Nothing Mike or El say on “Twin Hype Back” even refers to Prince Paul, Chest Rockwell, or anything he does which leaves me wondering why this even exists in the first place on an objective level. Just a deep cut hip-hop reference? Again, I get it, cool, but this is just fucking wack and creepy – by far the least well-aged thing on this album. If it’s supposed to be satire or something similar, I don’t hear it. I don’t think Prince Paul’s continued this character since and thank fuck.

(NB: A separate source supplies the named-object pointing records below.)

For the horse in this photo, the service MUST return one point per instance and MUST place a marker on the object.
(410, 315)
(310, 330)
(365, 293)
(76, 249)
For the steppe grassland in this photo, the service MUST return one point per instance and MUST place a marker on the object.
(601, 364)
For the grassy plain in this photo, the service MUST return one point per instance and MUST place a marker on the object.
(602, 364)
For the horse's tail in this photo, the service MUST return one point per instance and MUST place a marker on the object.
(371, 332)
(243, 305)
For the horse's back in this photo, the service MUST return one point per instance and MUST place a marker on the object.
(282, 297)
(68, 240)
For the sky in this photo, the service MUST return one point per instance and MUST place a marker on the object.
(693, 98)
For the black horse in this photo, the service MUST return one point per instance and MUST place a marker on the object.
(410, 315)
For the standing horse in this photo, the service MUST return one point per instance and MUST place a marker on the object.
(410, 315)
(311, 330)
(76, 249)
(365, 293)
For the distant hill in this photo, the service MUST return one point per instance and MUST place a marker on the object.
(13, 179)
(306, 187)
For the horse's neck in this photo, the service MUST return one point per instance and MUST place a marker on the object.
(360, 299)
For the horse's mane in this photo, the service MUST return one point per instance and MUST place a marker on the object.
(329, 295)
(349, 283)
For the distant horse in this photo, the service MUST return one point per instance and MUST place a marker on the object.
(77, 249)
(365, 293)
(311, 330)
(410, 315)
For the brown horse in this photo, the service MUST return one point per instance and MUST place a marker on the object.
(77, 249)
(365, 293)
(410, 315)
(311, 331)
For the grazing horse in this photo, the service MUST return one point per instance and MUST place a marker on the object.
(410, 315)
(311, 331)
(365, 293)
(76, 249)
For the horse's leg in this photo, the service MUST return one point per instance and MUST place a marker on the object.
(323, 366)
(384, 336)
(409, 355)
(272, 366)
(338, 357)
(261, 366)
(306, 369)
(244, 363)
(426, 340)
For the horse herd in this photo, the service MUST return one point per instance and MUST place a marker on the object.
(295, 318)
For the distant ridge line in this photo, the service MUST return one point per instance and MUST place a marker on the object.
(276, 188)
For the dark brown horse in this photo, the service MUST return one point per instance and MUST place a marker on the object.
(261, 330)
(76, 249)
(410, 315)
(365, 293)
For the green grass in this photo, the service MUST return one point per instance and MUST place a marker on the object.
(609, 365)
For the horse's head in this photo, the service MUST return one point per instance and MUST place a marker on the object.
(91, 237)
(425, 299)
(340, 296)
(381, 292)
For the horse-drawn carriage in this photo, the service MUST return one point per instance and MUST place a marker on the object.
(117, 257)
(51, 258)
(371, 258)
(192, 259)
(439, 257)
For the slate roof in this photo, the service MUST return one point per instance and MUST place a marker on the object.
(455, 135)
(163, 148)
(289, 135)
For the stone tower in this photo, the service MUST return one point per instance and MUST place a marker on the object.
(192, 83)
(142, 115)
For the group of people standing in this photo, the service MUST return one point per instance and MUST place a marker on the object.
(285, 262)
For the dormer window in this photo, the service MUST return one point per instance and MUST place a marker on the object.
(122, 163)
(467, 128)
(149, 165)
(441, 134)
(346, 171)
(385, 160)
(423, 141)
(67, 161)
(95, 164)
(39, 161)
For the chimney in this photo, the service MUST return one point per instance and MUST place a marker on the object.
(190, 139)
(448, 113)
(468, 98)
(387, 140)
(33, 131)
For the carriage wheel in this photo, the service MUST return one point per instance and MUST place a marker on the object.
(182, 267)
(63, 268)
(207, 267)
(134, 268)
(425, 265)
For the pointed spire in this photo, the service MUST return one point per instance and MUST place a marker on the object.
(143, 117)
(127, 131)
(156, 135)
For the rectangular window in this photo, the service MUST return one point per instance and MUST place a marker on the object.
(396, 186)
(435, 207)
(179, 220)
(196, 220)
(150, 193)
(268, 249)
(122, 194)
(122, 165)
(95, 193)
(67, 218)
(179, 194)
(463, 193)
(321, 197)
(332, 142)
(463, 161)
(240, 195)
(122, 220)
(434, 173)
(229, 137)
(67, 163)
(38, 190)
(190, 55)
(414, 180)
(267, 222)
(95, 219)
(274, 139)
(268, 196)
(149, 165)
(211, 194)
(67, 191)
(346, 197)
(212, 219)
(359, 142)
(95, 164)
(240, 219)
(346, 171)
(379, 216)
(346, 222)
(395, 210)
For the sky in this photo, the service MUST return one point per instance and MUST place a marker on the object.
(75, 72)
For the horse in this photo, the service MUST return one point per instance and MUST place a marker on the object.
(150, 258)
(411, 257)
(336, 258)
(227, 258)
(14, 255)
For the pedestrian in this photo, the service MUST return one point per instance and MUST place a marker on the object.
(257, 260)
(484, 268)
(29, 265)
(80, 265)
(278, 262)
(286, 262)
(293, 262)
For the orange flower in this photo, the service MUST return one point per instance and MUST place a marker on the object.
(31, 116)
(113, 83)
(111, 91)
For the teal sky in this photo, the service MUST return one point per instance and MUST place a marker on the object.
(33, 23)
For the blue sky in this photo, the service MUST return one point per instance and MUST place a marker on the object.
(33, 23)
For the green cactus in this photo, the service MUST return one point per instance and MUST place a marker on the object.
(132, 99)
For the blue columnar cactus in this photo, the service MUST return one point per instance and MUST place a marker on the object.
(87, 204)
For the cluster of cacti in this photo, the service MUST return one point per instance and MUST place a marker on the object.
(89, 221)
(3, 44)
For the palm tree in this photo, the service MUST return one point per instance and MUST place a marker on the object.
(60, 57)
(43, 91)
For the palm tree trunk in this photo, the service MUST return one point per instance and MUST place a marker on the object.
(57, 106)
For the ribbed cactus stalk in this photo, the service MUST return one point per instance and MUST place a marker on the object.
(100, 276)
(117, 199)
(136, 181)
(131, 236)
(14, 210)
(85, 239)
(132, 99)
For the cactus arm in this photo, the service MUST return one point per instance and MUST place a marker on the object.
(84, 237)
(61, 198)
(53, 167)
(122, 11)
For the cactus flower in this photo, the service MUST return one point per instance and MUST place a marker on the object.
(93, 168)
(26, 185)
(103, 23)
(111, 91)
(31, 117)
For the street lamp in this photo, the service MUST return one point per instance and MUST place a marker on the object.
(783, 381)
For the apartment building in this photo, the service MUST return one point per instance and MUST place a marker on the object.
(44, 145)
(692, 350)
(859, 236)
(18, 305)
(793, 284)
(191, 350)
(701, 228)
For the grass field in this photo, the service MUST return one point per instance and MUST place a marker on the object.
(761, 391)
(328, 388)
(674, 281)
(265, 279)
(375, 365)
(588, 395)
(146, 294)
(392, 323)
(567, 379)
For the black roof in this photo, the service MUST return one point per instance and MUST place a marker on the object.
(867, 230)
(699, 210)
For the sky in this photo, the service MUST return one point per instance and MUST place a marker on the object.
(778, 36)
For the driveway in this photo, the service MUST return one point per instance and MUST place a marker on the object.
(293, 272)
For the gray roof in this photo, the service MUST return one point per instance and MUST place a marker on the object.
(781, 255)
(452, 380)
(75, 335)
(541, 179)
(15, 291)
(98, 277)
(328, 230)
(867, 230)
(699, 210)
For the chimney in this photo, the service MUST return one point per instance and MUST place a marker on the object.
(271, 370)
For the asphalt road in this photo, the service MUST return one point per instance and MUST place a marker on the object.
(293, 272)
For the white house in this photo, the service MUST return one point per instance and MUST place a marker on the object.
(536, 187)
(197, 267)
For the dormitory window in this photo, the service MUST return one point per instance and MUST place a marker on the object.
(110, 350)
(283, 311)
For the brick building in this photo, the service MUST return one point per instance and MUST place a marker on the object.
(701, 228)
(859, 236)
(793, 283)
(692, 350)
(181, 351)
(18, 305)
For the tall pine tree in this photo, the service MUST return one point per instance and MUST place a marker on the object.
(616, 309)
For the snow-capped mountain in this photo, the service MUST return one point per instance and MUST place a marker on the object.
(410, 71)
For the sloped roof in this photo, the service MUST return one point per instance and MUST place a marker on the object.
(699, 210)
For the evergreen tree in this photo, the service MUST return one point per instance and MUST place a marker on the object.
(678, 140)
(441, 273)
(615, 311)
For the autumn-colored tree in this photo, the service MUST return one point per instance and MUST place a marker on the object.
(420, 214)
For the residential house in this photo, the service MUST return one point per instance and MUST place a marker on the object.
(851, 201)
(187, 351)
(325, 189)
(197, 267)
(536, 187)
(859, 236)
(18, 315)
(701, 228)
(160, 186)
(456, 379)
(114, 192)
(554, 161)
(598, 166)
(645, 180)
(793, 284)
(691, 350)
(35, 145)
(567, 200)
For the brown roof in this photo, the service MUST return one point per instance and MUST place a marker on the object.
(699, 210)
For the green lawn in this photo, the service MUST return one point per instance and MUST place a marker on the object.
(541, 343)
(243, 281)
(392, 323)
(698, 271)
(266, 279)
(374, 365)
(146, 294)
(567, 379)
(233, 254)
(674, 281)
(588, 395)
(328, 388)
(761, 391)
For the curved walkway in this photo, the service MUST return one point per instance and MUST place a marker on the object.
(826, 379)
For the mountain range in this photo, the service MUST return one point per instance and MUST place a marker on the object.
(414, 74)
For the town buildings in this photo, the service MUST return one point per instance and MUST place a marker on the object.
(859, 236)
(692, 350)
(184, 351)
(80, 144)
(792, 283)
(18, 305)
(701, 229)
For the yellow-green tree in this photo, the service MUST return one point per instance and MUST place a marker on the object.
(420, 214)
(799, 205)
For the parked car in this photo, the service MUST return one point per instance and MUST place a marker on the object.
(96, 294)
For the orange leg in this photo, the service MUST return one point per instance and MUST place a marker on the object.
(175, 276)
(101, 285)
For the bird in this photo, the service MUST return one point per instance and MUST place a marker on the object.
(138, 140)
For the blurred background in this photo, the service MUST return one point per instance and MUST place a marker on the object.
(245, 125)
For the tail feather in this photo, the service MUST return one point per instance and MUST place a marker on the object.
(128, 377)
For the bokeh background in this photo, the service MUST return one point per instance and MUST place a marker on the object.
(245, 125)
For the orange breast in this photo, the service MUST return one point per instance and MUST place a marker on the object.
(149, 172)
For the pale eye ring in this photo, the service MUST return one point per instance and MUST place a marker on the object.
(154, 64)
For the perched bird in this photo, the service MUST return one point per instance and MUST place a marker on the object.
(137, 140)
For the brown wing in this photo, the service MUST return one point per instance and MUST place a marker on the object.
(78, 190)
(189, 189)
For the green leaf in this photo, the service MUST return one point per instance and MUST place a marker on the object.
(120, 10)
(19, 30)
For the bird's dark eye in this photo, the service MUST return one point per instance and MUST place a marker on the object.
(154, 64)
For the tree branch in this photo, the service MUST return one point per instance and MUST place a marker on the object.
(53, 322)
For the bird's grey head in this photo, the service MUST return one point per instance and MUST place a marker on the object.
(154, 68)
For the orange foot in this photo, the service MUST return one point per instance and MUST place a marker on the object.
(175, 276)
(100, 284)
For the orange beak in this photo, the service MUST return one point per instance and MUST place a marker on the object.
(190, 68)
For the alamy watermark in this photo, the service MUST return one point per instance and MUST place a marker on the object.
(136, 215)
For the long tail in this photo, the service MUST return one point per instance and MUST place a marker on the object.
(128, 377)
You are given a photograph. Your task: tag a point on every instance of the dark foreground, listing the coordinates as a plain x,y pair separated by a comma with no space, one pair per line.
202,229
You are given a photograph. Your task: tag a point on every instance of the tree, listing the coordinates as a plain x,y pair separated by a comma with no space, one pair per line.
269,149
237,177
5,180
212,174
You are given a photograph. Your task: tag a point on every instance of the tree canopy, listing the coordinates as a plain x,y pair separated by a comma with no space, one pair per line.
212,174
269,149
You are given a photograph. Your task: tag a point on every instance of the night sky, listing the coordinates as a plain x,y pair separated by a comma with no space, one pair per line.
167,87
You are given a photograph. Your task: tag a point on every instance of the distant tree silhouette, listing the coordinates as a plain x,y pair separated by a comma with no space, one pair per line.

It’s really hard to overstate how hip-hop this album is. While it doesn’t encapsulate all that hip-hop and rap is, it is heavily informed by all that hip-hop is. A rebellious spirit, a technical prowess from all involved, and a stated purpose. And if that isn’t enough, all you have to listen to are the shoutouts that Mike does at the end of the album, mentioning and referencing Spice 1, Ice Cube, along with the late Pimp C and Camu Tao – key contributors and statesmen of the genre from all over its growing spectrum.
This is a deeply important album for many reasons, including many I didn’t cover – maybe my pals went into it more. I actually wanted to get deeper into it than this, but this is about all I can muster currently. If you’re a rap fan who has somehow not heard this album yet, I don’t know what else I could say to convince you. It’s not for everyone, but for everyone it’s for, it’s something great. You could be next. I’d like to end by quoting the second half of El-P’s verse from “A Christmas Fucking Miracle” because it’s one of the best verses I’ve ever heard and they are genuinely inspiring words I frequently think of when life is fisting my peehole:
‘Don’t fret, little man, don’t cry
They can never take the energy inside you were born with
Knowing that, understand you could never be poor
You already won the war, you were born rich
You can only take the energy you had
Going back to the realm or the home where your lord is
Whoever, whatever that lord is
Couldn’t give a fuck if you ever made fortunes
Fuck anyone ever tryin’ to run that bum shit
Send ’em to the flames where the orcs live
Them and the lost minds thinking they’re smarter than us
Don’t understand love’s importance
And we can weaponize that, bring ’em back to the truth
Where the ashes and dust got formed in’
Daniel Reiser
I remember when this album was announced. Cancer 4 Cure just released, R.A.P. Music just released, and my devout following of Def Jux made it impossible for me to ignore the Mind Slut’s latest endeavor with the one who moves with the elegance of an African elephant. Excitement was high, and my expectations were locked in.
When it was released for free, as with every album, what I didn’t expect was these two villains to river dance cleats on my face with such audiological fury.
Killer Mike and El-P synced up when Mike asked El to produce R.A.P. Music. El jumped on a verse for “Butane”, Mike returned the favor in dropping a stellar verse on “Tougher Colder Killer”. They never considered Run the Jewels to be anything other than a one-off. When the goblins were awakened everything changed that, and that effort turned into a stellar run in rap that was unprecedented by all accounts.
The underdogs made it, they didn’t give a fuck who was watching the throne, because they came to run the fuckin jewels, and walk around like they got 36” chains, and left this def jukies life more fucked up than Monique did to Precious. I’ll stay forever grateful.